Cette explication apaisa Catherine. Il persistait en elle toutefois une légère inquiétude, d’où résulta, dépourvue d’artifice, mais un peu déconcertante, cette question :

— Mais, monsieur Tilney, pourquoi avez-vous été moins généreux que votre sœur ? Si elle avait confiance, elle, en mes intentions, si elle pensait bien qu’il n’y avait là qu’un malentendu, pourquoi vous être, vous, si vite offensé ?

— Moi ? que je me sois offensé…

— Oui, j’en suis sûre, votre regard, quand vous êtes entré dans la loge n’était que trop explicite : vous étiez très fâché.

— Fâché ? je n’en avais pas le droit.

— Personne n’eût pensé que vous n’aviez pas ce droit, à voir l’expression de votre figure.

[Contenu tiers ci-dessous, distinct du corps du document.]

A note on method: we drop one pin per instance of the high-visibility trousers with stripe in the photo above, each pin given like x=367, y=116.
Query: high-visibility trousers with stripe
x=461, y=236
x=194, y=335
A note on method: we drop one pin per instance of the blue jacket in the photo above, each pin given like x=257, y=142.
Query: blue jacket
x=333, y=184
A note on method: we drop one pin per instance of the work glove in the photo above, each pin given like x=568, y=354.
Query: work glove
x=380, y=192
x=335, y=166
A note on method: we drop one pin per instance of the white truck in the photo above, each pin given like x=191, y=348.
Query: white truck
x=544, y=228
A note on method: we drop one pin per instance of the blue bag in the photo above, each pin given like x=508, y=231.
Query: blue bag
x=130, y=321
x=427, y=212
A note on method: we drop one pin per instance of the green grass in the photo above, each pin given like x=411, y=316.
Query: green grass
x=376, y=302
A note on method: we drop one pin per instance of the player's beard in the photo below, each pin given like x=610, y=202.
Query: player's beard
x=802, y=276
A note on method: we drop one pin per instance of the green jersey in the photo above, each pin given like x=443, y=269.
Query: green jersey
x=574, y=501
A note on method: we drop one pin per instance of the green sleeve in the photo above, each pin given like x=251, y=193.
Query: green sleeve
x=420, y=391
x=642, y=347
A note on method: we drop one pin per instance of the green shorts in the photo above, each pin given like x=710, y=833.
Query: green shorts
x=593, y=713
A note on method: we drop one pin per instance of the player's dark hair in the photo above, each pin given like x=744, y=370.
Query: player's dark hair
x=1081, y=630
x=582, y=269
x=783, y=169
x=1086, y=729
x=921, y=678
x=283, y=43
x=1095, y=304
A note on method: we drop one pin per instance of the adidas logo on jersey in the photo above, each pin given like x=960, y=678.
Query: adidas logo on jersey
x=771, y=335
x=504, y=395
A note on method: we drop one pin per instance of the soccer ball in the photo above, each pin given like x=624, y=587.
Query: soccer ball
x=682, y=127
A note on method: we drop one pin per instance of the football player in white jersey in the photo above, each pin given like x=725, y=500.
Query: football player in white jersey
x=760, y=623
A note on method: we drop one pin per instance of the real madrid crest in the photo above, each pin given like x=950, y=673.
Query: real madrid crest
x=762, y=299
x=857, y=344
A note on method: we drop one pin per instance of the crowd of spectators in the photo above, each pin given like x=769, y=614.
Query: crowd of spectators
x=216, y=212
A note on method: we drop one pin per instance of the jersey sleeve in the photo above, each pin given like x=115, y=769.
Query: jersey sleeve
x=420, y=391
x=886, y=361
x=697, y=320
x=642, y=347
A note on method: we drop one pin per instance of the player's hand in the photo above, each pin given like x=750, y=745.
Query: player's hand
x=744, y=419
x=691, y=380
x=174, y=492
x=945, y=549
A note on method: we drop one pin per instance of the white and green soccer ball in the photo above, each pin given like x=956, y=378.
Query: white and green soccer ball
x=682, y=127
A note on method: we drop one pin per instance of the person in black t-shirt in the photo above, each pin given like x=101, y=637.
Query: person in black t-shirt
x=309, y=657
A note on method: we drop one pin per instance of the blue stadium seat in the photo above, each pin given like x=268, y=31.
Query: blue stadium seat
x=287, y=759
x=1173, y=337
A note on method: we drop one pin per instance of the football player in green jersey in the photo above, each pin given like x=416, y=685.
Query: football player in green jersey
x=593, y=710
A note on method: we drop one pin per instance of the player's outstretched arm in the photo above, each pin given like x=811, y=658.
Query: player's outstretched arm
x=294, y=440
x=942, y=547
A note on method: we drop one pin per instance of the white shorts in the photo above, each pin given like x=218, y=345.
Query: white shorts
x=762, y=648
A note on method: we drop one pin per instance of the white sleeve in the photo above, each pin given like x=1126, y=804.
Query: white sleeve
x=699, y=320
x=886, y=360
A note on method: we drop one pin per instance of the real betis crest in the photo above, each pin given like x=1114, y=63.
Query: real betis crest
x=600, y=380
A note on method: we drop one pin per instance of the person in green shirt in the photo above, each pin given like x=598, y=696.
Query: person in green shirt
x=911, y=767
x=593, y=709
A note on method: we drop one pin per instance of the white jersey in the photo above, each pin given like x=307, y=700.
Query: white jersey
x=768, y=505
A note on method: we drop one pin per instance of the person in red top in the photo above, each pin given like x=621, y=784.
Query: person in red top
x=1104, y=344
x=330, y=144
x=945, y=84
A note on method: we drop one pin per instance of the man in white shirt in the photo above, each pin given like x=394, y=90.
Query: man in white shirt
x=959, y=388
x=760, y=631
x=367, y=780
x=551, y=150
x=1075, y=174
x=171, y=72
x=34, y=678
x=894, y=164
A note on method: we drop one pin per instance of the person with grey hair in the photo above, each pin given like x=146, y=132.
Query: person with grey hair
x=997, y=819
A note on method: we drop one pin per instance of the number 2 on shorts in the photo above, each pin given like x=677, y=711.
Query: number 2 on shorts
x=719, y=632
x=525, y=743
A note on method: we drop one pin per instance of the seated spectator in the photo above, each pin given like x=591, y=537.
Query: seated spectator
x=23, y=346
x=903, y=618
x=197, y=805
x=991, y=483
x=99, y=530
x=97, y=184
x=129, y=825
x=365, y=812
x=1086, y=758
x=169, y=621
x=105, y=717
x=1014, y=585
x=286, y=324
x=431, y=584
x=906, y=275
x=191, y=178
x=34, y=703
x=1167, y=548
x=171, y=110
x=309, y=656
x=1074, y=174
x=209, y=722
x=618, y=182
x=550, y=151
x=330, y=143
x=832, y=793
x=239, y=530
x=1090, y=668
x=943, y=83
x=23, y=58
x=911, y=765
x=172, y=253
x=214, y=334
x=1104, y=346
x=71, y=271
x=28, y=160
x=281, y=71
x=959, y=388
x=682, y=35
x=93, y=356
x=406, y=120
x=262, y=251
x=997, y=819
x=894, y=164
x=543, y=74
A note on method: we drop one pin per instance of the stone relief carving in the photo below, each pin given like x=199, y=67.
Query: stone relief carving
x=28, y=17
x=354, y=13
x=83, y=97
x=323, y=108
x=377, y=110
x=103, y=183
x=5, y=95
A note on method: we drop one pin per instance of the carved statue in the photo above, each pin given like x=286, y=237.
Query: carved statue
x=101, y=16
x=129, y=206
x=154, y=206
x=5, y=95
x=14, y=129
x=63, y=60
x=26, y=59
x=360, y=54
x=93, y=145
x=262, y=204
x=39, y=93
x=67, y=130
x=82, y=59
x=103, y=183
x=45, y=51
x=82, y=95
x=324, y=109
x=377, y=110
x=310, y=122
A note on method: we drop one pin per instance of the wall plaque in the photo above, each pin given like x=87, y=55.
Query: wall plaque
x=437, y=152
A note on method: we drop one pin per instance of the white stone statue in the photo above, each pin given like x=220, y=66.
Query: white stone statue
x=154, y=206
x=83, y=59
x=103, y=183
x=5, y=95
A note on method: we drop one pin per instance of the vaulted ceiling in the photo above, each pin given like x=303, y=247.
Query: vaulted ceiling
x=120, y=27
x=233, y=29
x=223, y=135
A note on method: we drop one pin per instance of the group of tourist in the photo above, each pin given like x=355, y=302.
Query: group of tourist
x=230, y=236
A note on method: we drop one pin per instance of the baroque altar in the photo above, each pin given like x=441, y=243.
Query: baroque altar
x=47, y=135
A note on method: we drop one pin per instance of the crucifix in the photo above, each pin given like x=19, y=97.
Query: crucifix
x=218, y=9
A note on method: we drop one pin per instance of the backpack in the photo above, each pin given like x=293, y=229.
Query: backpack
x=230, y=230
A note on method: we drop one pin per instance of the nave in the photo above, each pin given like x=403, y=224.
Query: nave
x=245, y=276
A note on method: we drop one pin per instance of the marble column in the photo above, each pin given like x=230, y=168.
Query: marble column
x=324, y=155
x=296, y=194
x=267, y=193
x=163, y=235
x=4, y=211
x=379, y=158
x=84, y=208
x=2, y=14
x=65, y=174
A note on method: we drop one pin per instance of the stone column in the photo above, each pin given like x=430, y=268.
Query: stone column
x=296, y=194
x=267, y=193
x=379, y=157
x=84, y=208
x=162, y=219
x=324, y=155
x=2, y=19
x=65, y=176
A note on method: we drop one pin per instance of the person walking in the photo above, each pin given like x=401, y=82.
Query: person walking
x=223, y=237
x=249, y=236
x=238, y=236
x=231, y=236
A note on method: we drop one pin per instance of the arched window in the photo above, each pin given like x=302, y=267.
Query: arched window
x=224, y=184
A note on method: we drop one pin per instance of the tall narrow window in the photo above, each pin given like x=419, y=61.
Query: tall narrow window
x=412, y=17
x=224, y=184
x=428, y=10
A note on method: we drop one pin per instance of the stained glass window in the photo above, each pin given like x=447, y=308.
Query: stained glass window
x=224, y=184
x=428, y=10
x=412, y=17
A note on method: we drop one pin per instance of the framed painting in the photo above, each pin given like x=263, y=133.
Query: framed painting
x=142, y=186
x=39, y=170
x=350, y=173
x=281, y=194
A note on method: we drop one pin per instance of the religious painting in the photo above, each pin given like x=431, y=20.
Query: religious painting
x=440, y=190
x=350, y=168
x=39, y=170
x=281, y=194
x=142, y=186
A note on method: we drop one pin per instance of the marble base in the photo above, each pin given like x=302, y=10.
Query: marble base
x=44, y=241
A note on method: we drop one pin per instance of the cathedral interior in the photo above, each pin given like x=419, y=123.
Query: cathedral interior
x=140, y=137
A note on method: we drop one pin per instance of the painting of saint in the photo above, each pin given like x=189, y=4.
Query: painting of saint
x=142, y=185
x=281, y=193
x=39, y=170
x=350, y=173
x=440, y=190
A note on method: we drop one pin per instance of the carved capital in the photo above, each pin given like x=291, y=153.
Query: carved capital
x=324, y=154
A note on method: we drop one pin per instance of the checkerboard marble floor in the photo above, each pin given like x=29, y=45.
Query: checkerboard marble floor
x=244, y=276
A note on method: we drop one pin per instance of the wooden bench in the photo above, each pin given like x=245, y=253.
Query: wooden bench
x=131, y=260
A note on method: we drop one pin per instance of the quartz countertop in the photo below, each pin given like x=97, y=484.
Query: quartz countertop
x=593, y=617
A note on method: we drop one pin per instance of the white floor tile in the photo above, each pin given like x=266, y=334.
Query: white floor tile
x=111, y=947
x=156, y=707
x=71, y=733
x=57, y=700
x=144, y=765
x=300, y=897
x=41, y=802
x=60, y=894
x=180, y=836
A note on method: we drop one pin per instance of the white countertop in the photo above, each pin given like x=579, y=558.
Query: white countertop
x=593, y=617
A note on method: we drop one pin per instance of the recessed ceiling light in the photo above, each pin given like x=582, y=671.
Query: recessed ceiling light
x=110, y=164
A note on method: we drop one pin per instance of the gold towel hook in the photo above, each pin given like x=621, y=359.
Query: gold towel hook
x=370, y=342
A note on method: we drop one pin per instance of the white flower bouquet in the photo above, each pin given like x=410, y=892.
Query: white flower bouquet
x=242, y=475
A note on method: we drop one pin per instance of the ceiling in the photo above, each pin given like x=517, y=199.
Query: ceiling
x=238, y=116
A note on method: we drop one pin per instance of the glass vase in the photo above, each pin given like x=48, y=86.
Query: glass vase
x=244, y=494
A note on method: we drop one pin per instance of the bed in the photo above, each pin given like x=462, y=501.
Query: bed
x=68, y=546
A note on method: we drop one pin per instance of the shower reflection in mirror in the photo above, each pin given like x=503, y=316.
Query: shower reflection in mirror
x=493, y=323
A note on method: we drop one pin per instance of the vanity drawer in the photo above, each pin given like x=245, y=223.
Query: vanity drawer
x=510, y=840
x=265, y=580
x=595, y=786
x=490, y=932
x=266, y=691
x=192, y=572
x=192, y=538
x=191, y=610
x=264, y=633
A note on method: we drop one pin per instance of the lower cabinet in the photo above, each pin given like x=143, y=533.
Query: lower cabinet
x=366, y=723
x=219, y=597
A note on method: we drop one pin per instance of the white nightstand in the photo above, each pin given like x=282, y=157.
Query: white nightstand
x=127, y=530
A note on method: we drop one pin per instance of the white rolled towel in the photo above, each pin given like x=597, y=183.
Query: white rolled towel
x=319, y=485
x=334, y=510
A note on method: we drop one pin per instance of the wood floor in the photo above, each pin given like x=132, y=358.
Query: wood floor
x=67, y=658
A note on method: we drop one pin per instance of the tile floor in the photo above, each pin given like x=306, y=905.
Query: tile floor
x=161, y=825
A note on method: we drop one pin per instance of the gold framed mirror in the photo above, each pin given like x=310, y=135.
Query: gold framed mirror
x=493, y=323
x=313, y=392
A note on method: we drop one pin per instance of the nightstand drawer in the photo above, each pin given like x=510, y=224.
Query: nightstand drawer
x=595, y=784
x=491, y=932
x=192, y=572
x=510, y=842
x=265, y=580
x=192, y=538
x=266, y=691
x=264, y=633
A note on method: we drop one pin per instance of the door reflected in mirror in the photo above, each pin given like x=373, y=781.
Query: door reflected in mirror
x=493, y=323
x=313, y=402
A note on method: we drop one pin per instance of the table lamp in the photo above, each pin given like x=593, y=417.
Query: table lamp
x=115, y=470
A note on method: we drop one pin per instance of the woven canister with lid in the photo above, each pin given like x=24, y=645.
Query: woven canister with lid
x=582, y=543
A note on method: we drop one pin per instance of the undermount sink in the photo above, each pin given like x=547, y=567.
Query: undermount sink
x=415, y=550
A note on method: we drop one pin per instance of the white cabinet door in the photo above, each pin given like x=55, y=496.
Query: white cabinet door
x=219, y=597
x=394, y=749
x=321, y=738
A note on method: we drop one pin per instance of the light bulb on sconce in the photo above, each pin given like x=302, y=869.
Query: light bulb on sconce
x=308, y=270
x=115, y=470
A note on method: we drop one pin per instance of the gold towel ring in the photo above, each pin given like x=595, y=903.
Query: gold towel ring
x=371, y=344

Il répondit en la priant de lui faire une place. Il resta là quelque temps, parla de la pièce, fut charmant avec Catherine, trop pour que Catherine pût être contente quand il prit congé. Avant de se quitter, ils décidèrent que la promenade projetée aurait lieu le plus tôt possible ; et, abstraction faite du regret que lui causa ce départ, elle fut une des plus heureuses créatures du monde.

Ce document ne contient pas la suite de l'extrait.